49. cripton805 (Posts: 907; Member since: 18 Mar 2012)
Yup. These people are funny.
The Nokia kids are jusy jelous because W8 doesnt even support it.
I 100% bet you that once they get quads their mouth will shut about quads.
76. CanYouSeeTheLight (Posts: 712; Member since: 05 Jul 2012)
The last time i got a force close was on Android 2.1. Which was a long time ago, you windows/apple fanboys need to realize one thing, Android was once a bit unstable but it improved a lot. I only reboot my One X to flash custom ROMs on it, and i never have the force closes, glitches and lags you guys are always talking about.
21. dirtydirty00 (Posts: 248; Member since: 21 Jan 2011)
YESSSSS ive been waiting for this! woohoo. (yes i still have the TB) only until apil tho then upgrading to the S4
23. nicholassss (Posts: 348; Member since: 10 May 2012)

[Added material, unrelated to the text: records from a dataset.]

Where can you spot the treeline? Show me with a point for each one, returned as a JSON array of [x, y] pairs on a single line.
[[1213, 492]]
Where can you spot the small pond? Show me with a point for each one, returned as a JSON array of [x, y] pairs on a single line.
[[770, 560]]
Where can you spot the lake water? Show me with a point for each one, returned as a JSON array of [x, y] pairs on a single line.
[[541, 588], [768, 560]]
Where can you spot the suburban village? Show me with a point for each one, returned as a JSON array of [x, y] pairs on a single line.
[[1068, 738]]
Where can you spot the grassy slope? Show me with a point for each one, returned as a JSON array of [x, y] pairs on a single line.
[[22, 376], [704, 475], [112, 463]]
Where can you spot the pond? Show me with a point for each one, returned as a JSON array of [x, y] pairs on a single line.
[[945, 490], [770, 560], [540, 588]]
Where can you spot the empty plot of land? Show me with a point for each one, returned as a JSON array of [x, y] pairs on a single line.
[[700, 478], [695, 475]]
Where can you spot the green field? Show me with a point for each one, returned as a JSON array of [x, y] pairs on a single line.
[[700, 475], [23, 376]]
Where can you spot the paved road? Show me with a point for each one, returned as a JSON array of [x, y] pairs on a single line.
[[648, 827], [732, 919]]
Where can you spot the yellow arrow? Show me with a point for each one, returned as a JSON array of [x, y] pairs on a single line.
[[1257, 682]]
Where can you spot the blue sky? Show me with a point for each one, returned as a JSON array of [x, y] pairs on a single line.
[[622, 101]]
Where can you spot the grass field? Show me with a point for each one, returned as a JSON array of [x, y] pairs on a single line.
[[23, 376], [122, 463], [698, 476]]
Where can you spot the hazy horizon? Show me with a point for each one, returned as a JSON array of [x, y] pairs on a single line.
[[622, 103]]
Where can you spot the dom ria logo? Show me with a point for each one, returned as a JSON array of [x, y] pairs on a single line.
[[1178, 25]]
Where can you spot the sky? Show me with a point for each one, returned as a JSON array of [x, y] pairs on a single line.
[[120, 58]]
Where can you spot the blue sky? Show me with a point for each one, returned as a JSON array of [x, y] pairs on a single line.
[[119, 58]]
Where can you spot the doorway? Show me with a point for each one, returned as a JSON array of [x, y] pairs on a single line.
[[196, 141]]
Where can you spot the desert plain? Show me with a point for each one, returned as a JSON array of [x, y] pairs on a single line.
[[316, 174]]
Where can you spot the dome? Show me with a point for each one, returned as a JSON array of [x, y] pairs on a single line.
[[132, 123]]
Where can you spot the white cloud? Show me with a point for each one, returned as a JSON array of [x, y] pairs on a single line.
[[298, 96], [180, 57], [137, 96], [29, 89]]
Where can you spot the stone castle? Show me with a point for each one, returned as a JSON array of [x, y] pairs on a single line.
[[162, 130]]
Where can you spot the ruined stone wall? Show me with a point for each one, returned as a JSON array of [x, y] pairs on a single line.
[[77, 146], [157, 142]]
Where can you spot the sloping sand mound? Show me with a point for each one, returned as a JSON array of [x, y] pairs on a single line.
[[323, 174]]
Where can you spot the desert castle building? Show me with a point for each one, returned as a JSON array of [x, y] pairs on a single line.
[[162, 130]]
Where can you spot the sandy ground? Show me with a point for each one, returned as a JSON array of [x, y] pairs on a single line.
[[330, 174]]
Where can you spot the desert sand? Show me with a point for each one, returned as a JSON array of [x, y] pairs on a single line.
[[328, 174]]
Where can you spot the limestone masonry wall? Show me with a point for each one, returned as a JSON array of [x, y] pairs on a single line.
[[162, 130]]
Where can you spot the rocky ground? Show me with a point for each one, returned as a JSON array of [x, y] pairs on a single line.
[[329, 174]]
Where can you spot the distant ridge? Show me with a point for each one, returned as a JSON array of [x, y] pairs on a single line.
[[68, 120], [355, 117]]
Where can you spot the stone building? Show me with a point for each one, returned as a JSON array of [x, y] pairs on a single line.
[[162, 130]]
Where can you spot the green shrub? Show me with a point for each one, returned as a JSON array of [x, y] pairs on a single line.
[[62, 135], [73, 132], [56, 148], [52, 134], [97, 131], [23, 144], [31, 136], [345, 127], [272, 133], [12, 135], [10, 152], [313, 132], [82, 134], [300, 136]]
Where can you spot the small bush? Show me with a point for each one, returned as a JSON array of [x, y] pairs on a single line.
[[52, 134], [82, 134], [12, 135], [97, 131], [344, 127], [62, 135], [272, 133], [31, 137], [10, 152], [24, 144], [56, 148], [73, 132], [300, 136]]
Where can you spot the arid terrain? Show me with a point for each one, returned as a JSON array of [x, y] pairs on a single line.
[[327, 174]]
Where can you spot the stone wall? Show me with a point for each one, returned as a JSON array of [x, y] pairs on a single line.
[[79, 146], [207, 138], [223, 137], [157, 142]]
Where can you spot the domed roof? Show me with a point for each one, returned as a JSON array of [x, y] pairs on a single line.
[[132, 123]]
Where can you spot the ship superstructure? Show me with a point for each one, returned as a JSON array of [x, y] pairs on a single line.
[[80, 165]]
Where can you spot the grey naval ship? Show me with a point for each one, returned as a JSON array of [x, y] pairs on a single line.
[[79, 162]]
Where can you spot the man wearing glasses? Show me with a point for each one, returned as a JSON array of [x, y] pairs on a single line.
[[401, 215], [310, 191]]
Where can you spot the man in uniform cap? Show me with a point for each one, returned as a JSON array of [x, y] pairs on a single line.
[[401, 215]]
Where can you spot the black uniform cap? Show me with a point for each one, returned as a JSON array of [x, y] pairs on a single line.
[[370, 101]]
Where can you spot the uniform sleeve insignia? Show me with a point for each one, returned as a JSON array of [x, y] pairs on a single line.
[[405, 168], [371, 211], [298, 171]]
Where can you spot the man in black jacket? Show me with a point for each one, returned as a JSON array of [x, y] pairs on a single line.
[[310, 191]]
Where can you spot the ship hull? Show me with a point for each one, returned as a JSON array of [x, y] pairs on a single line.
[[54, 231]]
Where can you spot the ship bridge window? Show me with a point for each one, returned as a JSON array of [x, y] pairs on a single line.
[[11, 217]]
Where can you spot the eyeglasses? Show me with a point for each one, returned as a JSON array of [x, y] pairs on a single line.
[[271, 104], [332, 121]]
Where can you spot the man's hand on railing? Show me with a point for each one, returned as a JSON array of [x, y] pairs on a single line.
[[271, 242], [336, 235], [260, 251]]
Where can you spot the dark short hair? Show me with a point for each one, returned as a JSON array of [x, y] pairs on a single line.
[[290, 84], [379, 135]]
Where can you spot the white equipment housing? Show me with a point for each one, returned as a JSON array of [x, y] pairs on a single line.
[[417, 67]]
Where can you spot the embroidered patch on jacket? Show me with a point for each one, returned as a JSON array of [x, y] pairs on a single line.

I'm trying to not update my phone. Verizon keeps trying to push the update to my note 2 and I'm not havin it.
24. wendygarett (unregistered)
What reasons make you refuse to?
26. zrated (Posts: 14; Member since: 30 Jan 2013)
i think i'm missing something about mobile phones. most people, including me, who bought the thunderbolt, should still be using it as our contracts aren't up yet. the thunderbolt came out at the end of march, 2011, so two-year verizon contracts are still in effect.
i got mine on the very first day of release and i still have it. yes, i could have upgraded in october, but i wanted to wait to see what new devices would come out in the spring. i assume a lot of people are doing that, not to mention that most people didn't buy the thunderbolt on release day.
so, for people who bought a thunderbolt, but are no longer using it, how did you get out of your contract in order to get a new phone, assuming you haven't upgraded?
35. androiddownsouth (Posts: 598; Member since: 02 May 2012)
Upgrades are on a 20 month basis so those that bought it in March 2011 have been able to upgrade since late December dude.
73. zrated (Posts: 14; Member since: 30 Jan 2013)
verizon told me i was up for upgrade in october, but i wanted to wait until the spring to see what new devices would come out, as i mentioned above. probably should have jumped on the note 2, but i just couldn't make myself plunk down $300 on-contract.
but my point was that most people didn't get the phone on launch day, or even on launch month, so a large group should still be using them or have recently upgraded. that seems to conflict with the general sentiment that this phone is ancient and that nobody even remembers it.
78. androiddownsouth (Posts: 598; Member since: 02 May 2012)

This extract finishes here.